Er wartete schon am Fuße der Treppe auf Evan, der mal wieder nachsitzen musste, und betrachtete seine Schule. Das war sein letztes Jahr hier und in all der Zeit hatten sich erstaunlich viele Erinnerungen angesammelt. Gute, wie schlechte. Nie hätte er gedacht, dass er nun, beinahe am Ende seiner Schulzeit, fast schon wohlwollende auf eben diese zurückblicken würde. Zumindest hatte er das vor wenigen Jahren noch nicht gedacht, aber da war er noch jung und unerfahren gewesen und wie die meisten Kinder und Teenies hatte er überhaupt keine Ahnung vom Leben gehabt. Nicht, dass er jetzt wesentlich klüger in dieser Hinsicht war, aber da er zufrieden mit sich selbst und seinem Leben war, machte er sich keinerlei große Gedanken. Abgesehen von seiner Zukunft, aber ihm schwebte da schon etwas Konkretes vor...

Er ließ seinen Blick gelangweilt über das Schulgelände schweifen und starrte schließlich auf die Eingangstür, durch die Evan hoffentlich in Kürze nach Draußen, an "die Freiheit", wie er selbst immer sagte, gelangen würde.

Ein junges Mädchen drückte sich durch die schwere Glastür hindurch und sah sich nervös um. Eiligen Schrittes machte sie sich daran, den Schulhof zu durchqueren, und gerade, als er im Begriff war, sich zu fragen, warum sie so hetzte, schlüpfte auch Evan aus derselben Tür, zusammen mit zwei jüngeren Schülern. Nur hatte er deutlich weniger Schwierigkeiten, diese zu öffnen, als die Kleine einige Sekunden vor ihm.

Die beiden Jungs riefen etwas und das Mädchen blieb abrupt stehen und drehte sich langsam um. Sean achtete nicht mehr auf sie, lehnte sich ans Geländer und betrachtete seinen besten Freund, der grinsend auf ihn zukam und mit einem Zettel wild hin und her wedelte.

Er überholte die jüngeren Schüler, ohne sie zu beachten, und kam leichtfüßig bei Sean an, hielt ihm den Wisch unter die Nase.

"Was ist das?"

"Der Mathetest der Parallelklasse.
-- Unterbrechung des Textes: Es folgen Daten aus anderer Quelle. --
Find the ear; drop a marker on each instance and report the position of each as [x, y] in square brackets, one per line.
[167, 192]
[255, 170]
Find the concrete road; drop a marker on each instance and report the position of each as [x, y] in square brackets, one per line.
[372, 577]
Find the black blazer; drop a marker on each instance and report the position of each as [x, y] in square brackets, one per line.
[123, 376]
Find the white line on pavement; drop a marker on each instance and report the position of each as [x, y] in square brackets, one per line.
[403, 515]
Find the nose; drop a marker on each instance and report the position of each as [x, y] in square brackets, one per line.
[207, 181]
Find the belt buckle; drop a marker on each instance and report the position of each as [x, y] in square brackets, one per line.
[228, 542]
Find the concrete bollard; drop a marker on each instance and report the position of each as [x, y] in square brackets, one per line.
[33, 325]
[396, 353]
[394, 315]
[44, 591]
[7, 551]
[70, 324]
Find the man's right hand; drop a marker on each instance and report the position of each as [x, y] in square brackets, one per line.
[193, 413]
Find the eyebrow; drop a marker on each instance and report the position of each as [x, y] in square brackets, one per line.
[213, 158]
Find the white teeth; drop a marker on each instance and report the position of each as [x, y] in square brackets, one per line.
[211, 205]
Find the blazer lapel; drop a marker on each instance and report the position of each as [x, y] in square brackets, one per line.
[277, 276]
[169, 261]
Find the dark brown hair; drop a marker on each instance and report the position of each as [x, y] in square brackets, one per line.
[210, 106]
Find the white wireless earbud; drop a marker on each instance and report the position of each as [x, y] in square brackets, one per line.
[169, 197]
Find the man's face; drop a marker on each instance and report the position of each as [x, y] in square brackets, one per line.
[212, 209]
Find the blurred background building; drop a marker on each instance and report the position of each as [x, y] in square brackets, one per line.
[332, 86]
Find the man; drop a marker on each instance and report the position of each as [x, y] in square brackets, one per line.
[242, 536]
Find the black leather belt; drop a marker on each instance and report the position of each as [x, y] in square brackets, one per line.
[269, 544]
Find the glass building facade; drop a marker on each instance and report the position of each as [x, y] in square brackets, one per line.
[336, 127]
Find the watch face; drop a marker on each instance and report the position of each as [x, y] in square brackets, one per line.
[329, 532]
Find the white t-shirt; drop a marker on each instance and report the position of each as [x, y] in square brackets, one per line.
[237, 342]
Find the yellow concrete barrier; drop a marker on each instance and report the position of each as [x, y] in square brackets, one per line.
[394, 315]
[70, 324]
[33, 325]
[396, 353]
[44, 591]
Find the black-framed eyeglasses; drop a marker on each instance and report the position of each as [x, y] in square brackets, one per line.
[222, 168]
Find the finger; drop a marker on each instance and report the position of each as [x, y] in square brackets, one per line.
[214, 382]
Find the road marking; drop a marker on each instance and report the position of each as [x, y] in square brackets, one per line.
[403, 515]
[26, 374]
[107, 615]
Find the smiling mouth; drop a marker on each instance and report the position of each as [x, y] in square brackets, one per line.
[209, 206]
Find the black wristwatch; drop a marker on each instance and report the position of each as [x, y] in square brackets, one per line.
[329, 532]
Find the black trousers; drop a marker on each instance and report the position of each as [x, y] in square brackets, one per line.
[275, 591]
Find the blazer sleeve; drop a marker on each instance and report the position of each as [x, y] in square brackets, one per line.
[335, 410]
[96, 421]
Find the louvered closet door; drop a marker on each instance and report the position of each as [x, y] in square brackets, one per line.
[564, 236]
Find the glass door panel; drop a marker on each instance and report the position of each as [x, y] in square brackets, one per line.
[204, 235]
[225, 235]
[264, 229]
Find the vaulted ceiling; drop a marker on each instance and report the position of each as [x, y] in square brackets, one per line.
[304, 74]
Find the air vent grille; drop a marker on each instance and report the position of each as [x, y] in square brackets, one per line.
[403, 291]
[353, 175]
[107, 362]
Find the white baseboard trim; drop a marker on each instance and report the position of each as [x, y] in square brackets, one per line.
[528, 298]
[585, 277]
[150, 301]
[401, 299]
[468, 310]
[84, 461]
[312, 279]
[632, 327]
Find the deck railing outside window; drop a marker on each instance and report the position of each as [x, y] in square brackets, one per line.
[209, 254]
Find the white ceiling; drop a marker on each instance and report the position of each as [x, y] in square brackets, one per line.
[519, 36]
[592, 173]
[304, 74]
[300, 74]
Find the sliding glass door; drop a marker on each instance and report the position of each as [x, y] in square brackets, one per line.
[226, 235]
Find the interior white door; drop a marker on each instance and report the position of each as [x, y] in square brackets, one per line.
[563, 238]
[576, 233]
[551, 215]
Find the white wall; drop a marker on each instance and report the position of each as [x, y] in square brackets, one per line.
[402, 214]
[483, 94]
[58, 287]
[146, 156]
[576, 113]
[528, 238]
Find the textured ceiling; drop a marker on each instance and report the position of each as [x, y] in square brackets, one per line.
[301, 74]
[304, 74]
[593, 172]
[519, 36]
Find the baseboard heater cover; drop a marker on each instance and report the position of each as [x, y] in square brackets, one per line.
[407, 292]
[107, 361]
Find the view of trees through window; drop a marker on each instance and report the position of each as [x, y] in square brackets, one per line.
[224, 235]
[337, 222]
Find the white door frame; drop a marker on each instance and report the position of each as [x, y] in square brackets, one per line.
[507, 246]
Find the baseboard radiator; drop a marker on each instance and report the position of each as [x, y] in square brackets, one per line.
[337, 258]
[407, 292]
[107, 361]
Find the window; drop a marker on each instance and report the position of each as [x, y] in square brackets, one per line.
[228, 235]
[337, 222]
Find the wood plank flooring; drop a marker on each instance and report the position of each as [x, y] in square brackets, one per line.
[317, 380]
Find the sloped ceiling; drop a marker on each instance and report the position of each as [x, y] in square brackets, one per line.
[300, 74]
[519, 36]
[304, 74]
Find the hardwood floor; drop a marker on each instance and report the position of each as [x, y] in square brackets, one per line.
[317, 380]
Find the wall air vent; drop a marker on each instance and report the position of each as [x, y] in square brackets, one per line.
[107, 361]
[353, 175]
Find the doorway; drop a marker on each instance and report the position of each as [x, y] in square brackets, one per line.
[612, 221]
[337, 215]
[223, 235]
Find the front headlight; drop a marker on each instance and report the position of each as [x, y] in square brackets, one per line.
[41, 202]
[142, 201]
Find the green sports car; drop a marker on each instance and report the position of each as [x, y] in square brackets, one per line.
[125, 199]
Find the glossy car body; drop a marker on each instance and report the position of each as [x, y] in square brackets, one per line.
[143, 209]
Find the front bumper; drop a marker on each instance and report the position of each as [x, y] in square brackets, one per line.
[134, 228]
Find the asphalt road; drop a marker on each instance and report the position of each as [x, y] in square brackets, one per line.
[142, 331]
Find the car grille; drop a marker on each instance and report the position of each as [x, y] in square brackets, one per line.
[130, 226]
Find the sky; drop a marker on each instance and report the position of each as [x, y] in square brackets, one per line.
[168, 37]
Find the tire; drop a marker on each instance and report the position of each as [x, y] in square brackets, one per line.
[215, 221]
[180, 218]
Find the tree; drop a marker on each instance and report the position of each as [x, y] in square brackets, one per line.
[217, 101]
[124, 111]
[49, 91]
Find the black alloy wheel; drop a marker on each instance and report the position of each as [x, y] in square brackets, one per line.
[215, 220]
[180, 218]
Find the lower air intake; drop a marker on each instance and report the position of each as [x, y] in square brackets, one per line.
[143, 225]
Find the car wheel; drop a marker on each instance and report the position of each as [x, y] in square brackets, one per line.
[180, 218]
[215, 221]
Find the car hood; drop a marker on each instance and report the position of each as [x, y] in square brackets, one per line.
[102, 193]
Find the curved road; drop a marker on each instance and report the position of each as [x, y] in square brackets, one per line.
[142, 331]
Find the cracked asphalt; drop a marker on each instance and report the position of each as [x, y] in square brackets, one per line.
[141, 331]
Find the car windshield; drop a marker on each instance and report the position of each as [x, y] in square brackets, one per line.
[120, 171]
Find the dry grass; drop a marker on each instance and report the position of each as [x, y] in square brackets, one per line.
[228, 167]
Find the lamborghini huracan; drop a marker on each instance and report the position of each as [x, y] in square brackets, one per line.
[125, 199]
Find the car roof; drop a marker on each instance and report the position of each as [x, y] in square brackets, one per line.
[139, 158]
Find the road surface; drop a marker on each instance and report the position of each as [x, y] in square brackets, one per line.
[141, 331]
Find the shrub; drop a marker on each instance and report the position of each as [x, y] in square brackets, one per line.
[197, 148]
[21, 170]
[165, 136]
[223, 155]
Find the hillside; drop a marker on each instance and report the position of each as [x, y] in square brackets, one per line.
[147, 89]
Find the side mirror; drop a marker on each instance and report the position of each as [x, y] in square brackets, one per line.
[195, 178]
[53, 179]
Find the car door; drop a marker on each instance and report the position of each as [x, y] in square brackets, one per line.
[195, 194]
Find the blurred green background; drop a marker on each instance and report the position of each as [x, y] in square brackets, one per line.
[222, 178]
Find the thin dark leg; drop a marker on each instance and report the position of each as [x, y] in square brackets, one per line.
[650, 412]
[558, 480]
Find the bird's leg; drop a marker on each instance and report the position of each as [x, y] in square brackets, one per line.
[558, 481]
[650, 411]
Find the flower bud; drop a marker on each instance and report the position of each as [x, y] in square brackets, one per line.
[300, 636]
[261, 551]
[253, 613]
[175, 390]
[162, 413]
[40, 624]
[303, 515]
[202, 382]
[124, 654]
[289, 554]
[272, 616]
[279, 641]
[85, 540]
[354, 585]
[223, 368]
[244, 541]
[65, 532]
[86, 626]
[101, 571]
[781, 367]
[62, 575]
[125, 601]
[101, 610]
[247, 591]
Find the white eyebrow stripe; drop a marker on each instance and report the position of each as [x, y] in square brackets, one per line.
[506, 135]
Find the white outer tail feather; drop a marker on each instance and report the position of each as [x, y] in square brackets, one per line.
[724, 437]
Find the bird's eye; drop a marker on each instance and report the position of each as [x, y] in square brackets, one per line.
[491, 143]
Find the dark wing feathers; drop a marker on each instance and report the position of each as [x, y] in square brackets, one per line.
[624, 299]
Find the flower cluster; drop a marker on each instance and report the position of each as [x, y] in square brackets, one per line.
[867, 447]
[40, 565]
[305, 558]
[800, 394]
Die haben auch bei der Harris." Evan grinste wie ein Honigkuchenpferd und drückte sich das Papier theatralisch an die Brust, seufzte tief. "Mein Leben ist hiermit gerettet."

Sean war kein bisschen überrascht. Ja, nicht einmal entsetzt. "Du hast im Büro herumgeschnüffelt und den Test geklaut", stellte er ruhig fest und rollte mit den Augen. Die einzige Geste, die seine Missbilligung ausdrückte.

Evan zuckte sorglos mit den Schultern, entledigte sich seines Rucksackes und stopfe das Papier achtlos hinein. "Wenn die mich ins Büro setzt, ist sie doch selber schuld."

"Meinst du nicht, ihr wird bald auffallen, dass da was fehlt?", bemerkte Sean zweifelnd an, in einem letzten Versuch, seinem Freund Vernunft einzubläuen, doch dessen ausgekochtes Grinsen erinnerte an einen Fuchs und war Antwort genug

"Für wie dumm hältst du mich eigentlich? Das ist natürlich nur eine Kopie."

"Natürlich."

Evan zog den Reißverschluss zu und schwang den Rucksack wieder auf seinen Rücken. "Was gibt's zu essen?"

"Weiß ich noch nicht."

Die Augen des Schwarzhaarigen funkelten erwartungsvoll. "Ist Clara da?"

"Weißt du doch."

Er grinste. Klar wusste er das. Clara war jeden Montag zu Hause und kochte das Mittagessen. Deshalb hatte er sich angewöhnt, die Montagnachmittage bei seinem besten Freund zu verbringen. Clara war eine blonde Schönheit, und darüber hinaus war sie zwei Jahre älter als er. Für ihn war das kein Problem, aber leider beachtete sie ihn überhaupt nicht. Und seine mittlerweile fast schon unverschämten Annäherungsversuche ließen sie kalt, was er vor allem daran merkte, dass sie weder ein Lächeln, noch ein verärgertes Stirnrunzeln für ihn übrig hatte. Aber er war absolut verknallt in die hübsche Neuzehnjährige, und das schon seit Jahren!

"Klaaar", zog er lang, mit seinen Gedanken bei der Schwester seines Freundes, sein Grinsen entrückt und verzückt gleichzeitig.

"Schlag dir Clara aus dem Kopf", riet Sean ihm unbeeindruckt und betrachtete seinen Freund mit einer Mischung aus Mitleid und Belustigung.

"Niemals, Kumpel!"

"Sie hat schon einen Freund."

"Freunde kommen und gehen", philosophierte Evan tiefsinnig. "Aber ich bleibe."

Sean zog skeptisch eine Augenbraue hoch. "Na da freut sie sich sicher..."

Gerade, als er sich umdrehen und hinter seinem Freund, der sich bereits in Bewegung gesetzt hatte, die Treppe hochgehen wollte, hörte er ein flehendes, leises "Hört auf" hinter sich.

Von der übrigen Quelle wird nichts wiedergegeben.